A federal judge has ordered mediation in a landmark discrimination case against the U.S. Small Business Administration brought by Diamond Ventures, LLC.

Diamond Ventures filed the lawsuit in 2003, alleging that discriminatory practices in the SBA’s Small Business Investment Company (SBIC) have adversely impact minority and women-owned businesses after the firm’s own SBIC applications were rejected twice. Through matching funds requested from the SBA, Diamond Ventures’ ultimate goal was to spur business development in low-income communities.

“Judge (Gladys) Kessler started the hearing saying the case needed to be resolved,” said C. Earl Peek, managing parter and co-founder of Diamond Ventures, in an exclusive interview with Politic365. “The case had been on her docket for some time, actually over seven years, and she wants the parties at this point to have a resolution.”

Peek is inclined to agree.

“The time has come,” he said. “In the end, the evidence speaks for itself.”

SBA statistics considered in the case reportedly show just two people of 350 licensed managers in the program were African-American managers; the SBA’s own statistics show black owned firms received less than 3 percent of SBA approved financing; and .49 percent of all SBA dollars were to black-owned firms, illustrating that SBA’s policies for decades have had a disparate discriminatory impact on blacks and minorities.

SBA officials have declined to comment on the case, but a spokesman told the New York Times that the SBA is “committed to licensing minority applicants as SBICs.”

An experienced mediator has been appointed to the case, Peek said, and he expects mediation to begin within the next week.
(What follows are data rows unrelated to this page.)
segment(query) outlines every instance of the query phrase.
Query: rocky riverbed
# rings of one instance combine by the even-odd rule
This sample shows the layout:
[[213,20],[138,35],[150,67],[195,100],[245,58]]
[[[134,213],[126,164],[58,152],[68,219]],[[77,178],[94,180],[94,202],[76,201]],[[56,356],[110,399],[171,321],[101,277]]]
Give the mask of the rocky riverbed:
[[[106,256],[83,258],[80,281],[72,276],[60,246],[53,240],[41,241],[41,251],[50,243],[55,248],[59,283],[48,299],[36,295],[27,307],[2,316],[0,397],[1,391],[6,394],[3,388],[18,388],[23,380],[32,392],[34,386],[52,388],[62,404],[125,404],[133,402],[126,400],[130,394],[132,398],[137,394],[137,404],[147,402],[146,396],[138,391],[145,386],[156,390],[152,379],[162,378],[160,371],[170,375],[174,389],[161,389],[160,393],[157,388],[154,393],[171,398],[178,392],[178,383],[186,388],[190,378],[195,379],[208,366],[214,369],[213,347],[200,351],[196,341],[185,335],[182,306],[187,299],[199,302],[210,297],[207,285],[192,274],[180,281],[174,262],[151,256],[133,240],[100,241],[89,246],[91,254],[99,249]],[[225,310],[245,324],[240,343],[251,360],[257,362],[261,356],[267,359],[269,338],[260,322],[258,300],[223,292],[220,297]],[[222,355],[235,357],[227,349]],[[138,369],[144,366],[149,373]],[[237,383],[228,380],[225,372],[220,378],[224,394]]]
Another status hearing is scheduled for May 15.

Diamond Ventures is seeking legal fees, damages from lost profits when the SBA denied its applications, its SBIC license and the $100 million in leverage in the firm’s initial request.

On a broader scale, Peek said the firm wants SBA to change its operations and its practices that is not detrimental to the program, but opens it up “to the diversity of men and women who are qualified but don’t fit the mold of what (the SBA) sees traditionally.”

According to a company press release, Diamond will push for a jury trial if the claims aren’t amicably resolved during the mediation.

Peek remains optimistic about the outcome.

“This is hopefully, and with God’s grace, going to be a victory,” he said. “Not just a victory for Diamond Ventures, but for the American community. And for minorities and women who aspire to help their communities.”